Alberta reached its Phase 3 goals earlier this month which required 70 per cent of the population receiving a first dose of vaccine and low hospitalization rates. 

After a lengthy meeting Monday, city council eventually adopted an amended recommendation to keep the mandatory mask bylaw in place until July 5. 

At that time the level of hospitalizations, infection rates, second-dose vaccinations and positivity rates will be considered to allow the bylaw to be repealed “as soon as possible” as long as it’s deemed to be safe.

The city administration had recommended the bylaw remain in place until July 31.

“I’m super optimistic. I want to get rid of this,” said Mayor Naheed Nenshi during debate.

“I always thought we wouldn’t be able to get rid of it until September. I’m convinced we’ll be able to get rid of it in July. The question is exactly when do we want to do that?”

The number of Calgarians who have received a first dose of a COVID-19 vaccine is 75.6 percent which is above the provincial average, while more than 29 per cent are fully vaccinated. 

“Although things have improved overall and the light is at the end of the tunnel and it’s getting closer every day, there are still some things that we need to be concerned about,” said Susan Henry, the chief of the Calgary Emergency Management Agency. 

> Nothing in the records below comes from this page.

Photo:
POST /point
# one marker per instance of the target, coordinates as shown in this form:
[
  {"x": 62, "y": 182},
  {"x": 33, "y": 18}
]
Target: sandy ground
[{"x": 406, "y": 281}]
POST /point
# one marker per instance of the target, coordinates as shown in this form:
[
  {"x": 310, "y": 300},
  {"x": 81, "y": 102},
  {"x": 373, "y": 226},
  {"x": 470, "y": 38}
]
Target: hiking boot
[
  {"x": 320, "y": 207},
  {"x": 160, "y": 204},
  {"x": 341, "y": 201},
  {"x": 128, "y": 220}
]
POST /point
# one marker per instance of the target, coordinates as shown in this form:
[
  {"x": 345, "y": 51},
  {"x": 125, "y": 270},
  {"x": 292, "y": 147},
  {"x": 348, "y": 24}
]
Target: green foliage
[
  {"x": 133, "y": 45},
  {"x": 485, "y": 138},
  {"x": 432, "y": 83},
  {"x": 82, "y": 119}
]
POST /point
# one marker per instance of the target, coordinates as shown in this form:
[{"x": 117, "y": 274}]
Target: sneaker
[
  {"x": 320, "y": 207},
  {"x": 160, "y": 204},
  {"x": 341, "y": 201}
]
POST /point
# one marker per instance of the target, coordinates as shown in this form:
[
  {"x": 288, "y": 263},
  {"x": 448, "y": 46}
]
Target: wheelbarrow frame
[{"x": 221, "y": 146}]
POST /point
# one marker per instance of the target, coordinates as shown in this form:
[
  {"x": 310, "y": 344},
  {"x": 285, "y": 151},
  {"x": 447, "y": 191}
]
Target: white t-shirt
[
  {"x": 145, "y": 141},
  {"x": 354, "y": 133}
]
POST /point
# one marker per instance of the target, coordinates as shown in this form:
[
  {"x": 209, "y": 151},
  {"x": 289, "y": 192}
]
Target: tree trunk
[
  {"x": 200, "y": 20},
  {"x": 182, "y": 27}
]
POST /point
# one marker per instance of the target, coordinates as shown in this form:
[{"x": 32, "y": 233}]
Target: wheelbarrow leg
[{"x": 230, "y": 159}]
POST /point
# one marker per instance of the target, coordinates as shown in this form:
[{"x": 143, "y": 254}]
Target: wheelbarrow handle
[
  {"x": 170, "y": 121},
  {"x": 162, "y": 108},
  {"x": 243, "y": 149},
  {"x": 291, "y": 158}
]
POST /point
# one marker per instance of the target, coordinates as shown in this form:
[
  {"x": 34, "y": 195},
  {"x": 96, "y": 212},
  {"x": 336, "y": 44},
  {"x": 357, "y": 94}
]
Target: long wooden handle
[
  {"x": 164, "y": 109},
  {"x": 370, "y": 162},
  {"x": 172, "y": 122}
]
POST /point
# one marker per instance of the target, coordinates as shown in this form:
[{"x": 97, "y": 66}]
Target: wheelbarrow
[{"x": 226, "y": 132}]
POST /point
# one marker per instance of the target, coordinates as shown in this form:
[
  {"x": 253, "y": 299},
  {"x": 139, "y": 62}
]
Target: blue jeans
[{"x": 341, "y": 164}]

“In particular we’re watching the uncertainty around the Delta variant and the relatively low level of second-dose coverage we have in our community.” 

Other recommendations on the table included repealing the bylaw when 75 per cent of the population is fully vaccinated, waiting until the bylaw is due to expire in December or removing the temporary bylaw July 1. 

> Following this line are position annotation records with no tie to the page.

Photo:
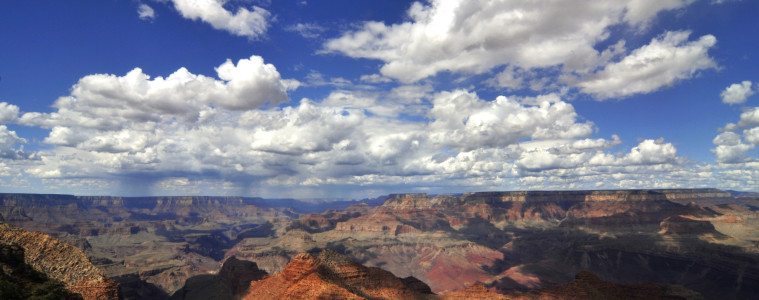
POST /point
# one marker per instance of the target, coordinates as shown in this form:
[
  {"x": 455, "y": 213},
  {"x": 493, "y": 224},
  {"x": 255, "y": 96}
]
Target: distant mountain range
[{"x": 689, "y": 243}]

Matt Zabloski, a business strategist with City of Calgary Community Standards, said medical experts across Canada and within Alberta provided varying estimates as to what is the most suitable number for the requirement for face coverings to be dropped. 

He said the spectrum extends from the 70 per cent of first vaccinations announced by the Government of Alberta, to 75 per cent fully vaccinated from the Public Health Agency of Canada. 

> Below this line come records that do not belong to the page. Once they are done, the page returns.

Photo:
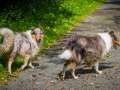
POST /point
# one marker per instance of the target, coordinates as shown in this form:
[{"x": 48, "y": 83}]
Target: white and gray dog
[
  {"x": 26, "y": 44},
  {"x": 87, "y": 48}
]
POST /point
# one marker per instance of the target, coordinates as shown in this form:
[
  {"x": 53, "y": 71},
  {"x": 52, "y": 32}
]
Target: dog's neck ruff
[
  {"x": 108, "y": 42},
  {"x": 32, "y": 40}
]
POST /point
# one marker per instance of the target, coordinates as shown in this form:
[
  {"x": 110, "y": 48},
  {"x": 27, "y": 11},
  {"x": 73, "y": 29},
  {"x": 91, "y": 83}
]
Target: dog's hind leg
[
  {"x": 10, "y": 61},
  {"x": 73, "y": 70},
  {"x": 30, "y": 64},
  {"x": 26, "y": 59},
  {"x": 64, "y": 69},
  {"x": 96, "y": 64}
]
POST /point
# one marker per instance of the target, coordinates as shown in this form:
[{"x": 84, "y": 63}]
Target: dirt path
[{"x": 45, "y": 75}]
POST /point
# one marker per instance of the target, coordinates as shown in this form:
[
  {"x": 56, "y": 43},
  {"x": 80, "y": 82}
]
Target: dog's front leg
[
  {"x": 73, "y": 70},
  {"x": 96, "y": 64},
  {"x": 30, "y": 64},
  {"x": 26, "y": 59},
  {"x": 64, "y": 69},
  {"x": 10, "y": 60}
]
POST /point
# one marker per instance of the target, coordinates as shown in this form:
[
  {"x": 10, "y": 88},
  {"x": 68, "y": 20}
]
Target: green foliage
[{"x": 57, "y": 17}]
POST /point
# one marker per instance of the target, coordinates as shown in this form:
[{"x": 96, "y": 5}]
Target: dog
[
  {"x": 89, "y": 48},
  {"x": 26, "y": 44}
]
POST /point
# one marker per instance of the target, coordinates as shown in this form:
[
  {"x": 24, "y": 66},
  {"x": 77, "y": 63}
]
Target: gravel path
[{"x": 45, "y": 75}]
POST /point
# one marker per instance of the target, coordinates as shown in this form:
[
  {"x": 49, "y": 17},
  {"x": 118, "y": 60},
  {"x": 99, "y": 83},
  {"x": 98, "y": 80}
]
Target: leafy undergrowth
[{"x": 57, "y": 17}]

“The lack of consensus from medical experts on the appropriate metric for repeal, coupled with circumstances such as the city being the location of the majority of the Delta variant in Alberta and public opinion that is unique to Calgary provides solid rationale for a cautiously optimistic Made-in-Calgary approach,” Zabloski told council. 

“It is a least-harm approach to an uncertain situation providing a public-health safeguard without limiting the economy.” 

But Dr. Raj Bhardwaj, an urgent-care physician in Calgary, asked council to leave the mask bylaw in place saying it provides an additional layer of protection. 

He said there are about 475,000 Calgarians, many of them under the age of 12, who are unable to be vaccinated. 

“In 10 days practically all of the provincial measures that help to protect Calgarians are going to be turned off,” Bhardwaj said. 

Bhardwaj wanted the bylaw remain in effect, at least until mid or late August when the impact of the Calgary Stampede will be evident. He said nobody wants to see a return to all the restrictions if there’s a spike in new cases and hospitalization rates grow. 

“Please consider what it would mean to you to turn the mask bylaw back on again. We’ve misjudged this virus in the past. We’ve reacted less quickly than we could have.” 

Earlier this month Alberta Premier Jason Kenney said he hoped the cities of Edmonton and Calgary would stay in lockstep with the province when it comes to eventually lifting mask restrictions tied to COVID-19. 

Edmonton Mayor Don Iveson has indicated the city will employ an abundance of caution before the mask bylaw can be fully lifted.